Fable 5から何が変わり、料金はどうなるのか。基本仕様と性能比較に加え、筆者の利用経験、使い始める前の注意点まで紹介します。

  • 何が変わったか
  • 料金と使える場所
  • 自分の用途に合うか
01

Claude Fable 5.1とは?まず押さえたい特徴と仕様

注目点は、調査や開発のように、いくつもの手順をつないで進める仕事への対応力です。Anthropicは、長い工程の開発・調査に加え、文書・表計算・スライドの制作も強化したと説明しています。

2026年9月1日に発表されました。長い資料や会話を一度に扱える容量は最大100万トークン。まずは、入力できる情報と出力の上限を押さえておきましょう。

基本スペックをひと目で見る 仕様・条件の整理
項目Fable 5.1
入力 → 出力文章・画像 → 文章
一度に扱う情報量最大100万トークン
1回の最大出力12万8,000トークン
知識の基準時点2026年6月
開発元Anthropic
文章・画像の入出力と、扱える情報量の上限をまとめています。

トークンは、文章などを細かく区切って数える単位です。「100万トークン」は「100万文字」ではなく、会話や資料を一度に扱える容量を示します。長い資料を渡せることと、内容を漏れなく正しく読み取れることは別です。
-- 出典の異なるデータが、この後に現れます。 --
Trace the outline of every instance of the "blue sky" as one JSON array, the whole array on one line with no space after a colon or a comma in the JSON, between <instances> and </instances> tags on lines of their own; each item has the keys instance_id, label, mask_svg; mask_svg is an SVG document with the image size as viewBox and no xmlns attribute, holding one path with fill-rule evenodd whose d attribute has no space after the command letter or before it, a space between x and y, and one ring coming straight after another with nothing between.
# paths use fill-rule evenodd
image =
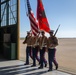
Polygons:
<instances>
[{"instance_id":1,"label":"blue sky","mask_svg":"<svg viewBox=\"0 0 76 75\"><path fill-rule=\"evenodd\" d=\"M29 0L36 16L37 0ZM26 0L20 0L20 37L26 36L30 30L29 19L26 16ZM58 38L76 38L76 0L42 0L50 28L56 30L61 24L56 36ZM48 36L48 34L46 34Z\"/></svg>"}]
</instances>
同時発表のMythos 5.1は、基本となるモデルは同じですが、安全対策と利用資格が異なり、提供先が限定されています。

02

Fable 5から何が変わった?性能試験で見る進化

科学計算・業務の自動実行・開発作業の性能試験で、Fable 5を上回っています。下の図は、Anthropicが公表した同じ試験での比較です。

Fable 5と5.1の性能比較 Anthropicの公表値・単位%
試験分野Fable 5Fable 5.1
科学計算・研究24.752.6
業務の自動実行17.131.4
開発作業4255.8
難問への回答57.860.9
Anthropicの公表スコア。同じ分野でFable 5と5.1を比較します。分野が違うと課題も採点方法も異なります。

試験名は図の上からTerminal-Bench-Science 0.1、AutomationBench、Terminal-Bench 4.0、Humanity’s Last Exam(ツールなし)。安全対策や代替モデルへの切替を含む公式の測定条件によります。

たとえば、業務の自動実行は17.1%から31.4%へ上がりました。課題を達成できた割合の伸びであり、作業時間が約半分になるという数字ではありません。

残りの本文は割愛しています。